1. Compress to Impress: Efficient LLM Adaptation Using a Single Gradient Step on 100 Samples

ArXiv ID: 2510.20800

Authors: Shiva Sreeram, Alaa Maalouf, Pratyusha Sharma, Daniela Rus

Abstract: Recently, Sharma et al. suggested a method called Layer-SElective-Rank reduction (LASER) which demonstrated that pruning high-order components of carefully chosen LLM's weight matrices can boost downstream accuracy -- without any gradient-based fine-tuning. Yet LASER's exhaustive, per-matrix search (each requiring full-dataset forward passes) makes it impractical for rapid deployment. We demonstrate that this overhead can be removed and find that: (i) Only a small, carefully chosen subset of matrices needs to be inspected -- eliminating the layer-by-layer sweep, (ii) The gradient of each matrix's singular values pinpoints which matrices merit reduction, (iii) Increasing the factorization search space by allowing matrices rows to cluster around multiple subspaces and then decomposing each cluster separately further reduces overfitting on the original training data and further lifts accuracy by up to 24.6 percentage points, and finally, (iv) we discover that evaluating on just 100 samples rather than the full training data -- both for computing the indicative gradients and for measuring the final accuracy -- suffices to further reduce the search time; we explain that as adaptation to downstream tasks is dominated by prompting style, not dataset size. As a result, we show that combining these findings yields a fast and robust adaptation algorithm for downstream tasks. Overall, with a single gradient step on 100 examples and a quick scan of the top candidate layers and factorization techniques, we can adapt LLMs to new datasets -- entirely without fine-tuning.

Comment: Compression/Efficiency: layer-selective rank reduction and pruning of high-order components with low-rank factorization; rapid adaptation using a single gradient step on 100 samples.

Relevance: 10 Novelty: 9

2. AsyncHZP: Hierarchical ZeRO Parallelism with Asynchronous Scheduling for Scalable LLM Training

ArXiv ID: 2510.20111

Authors: Huawei Bai, Yifan Huang, Wenqi Shi, Ansheng You, Feifan Shao, Tengfei Han, Minghui Yu

Abstract: The training efficiency and scalability of language models on massive clusters currently remain a critical bottleneck. Mainstream approaches like ND parallelism are often cumbersome and complex, while flexible alternatives such as the Zero Redundancy Optimizer (ZeRO) are frequently hampered by communication overhead.
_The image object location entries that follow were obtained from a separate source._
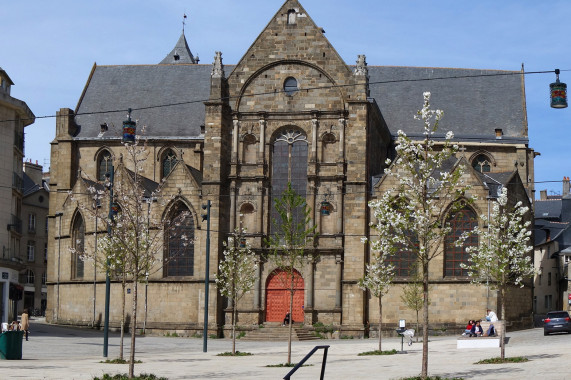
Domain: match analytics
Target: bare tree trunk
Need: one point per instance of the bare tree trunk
(417, 329)
(234, 317)
(290, 322)
(133, 331)
(424, 372)
(380, 321)
(503, 316)
(123, 285)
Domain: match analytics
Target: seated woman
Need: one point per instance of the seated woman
(477, 330)
(468, 329)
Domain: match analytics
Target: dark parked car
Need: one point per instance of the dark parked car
(556, 321)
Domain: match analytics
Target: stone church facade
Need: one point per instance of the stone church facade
(291, 110)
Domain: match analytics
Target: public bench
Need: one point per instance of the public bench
(482, 341)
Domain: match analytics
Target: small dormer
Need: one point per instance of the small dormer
(5, 82)
(180, 53)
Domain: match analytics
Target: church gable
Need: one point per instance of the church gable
(291, 54)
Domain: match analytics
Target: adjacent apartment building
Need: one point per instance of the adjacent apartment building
(15, 115)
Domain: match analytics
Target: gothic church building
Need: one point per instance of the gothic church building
(291, 110)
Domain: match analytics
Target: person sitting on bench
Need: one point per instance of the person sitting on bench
(477, 330)
(491, 317)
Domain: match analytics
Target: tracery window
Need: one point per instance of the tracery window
(481, 163)
(78, 244)
(291, 16)
(249, 149)
(462, 221)
(104, 164)
(180, 242)
(290, 86)
(289, 165)
(168, 161)
(30, 277)
(248, 217)
(329, 153)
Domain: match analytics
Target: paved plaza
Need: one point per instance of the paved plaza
(55, 352)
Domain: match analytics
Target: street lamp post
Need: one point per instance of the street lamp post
(107, 279)
(206, 276)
In this paper, we propose Asynchronous Hierarchical Zero Parallelism (AsyncHZP), a novel asynchronous variant of ZeRO designed to achieve superior performance while maintaining simplicity and memory efficiency. Unlike traditional ZeRO, which employs over-fine-grained sharding that can lead to inefficient communication, AsyncHZP adaptively reshards parameters, gradients, and optimizer states across different replica groups. This strategy optimizes device memory utilization and significantly reduces communication overhead. In addition, we also design a multi-stream asynchronous scheduling method that executes parameter all-gather and gradient reduce-scatter operations in dedicated background threads, effectively overlapping communication with computation while incurring negligible memory fragmentation. Empirical evaluations on both Dense and Mixture-of-Experts (MoE) models confirm that AsyncHZP maintains robust stability at scale. It consistently outperforms classic ND parallelism, achieving state-of-the-art performance without complex strategic tuning, thereby simplifying the path to efficient large-scale training.

Comment: High-performance training: asynchronous hierarchical ZeRO with adaptive resharding and multi-stream overlap for scalable LLM training.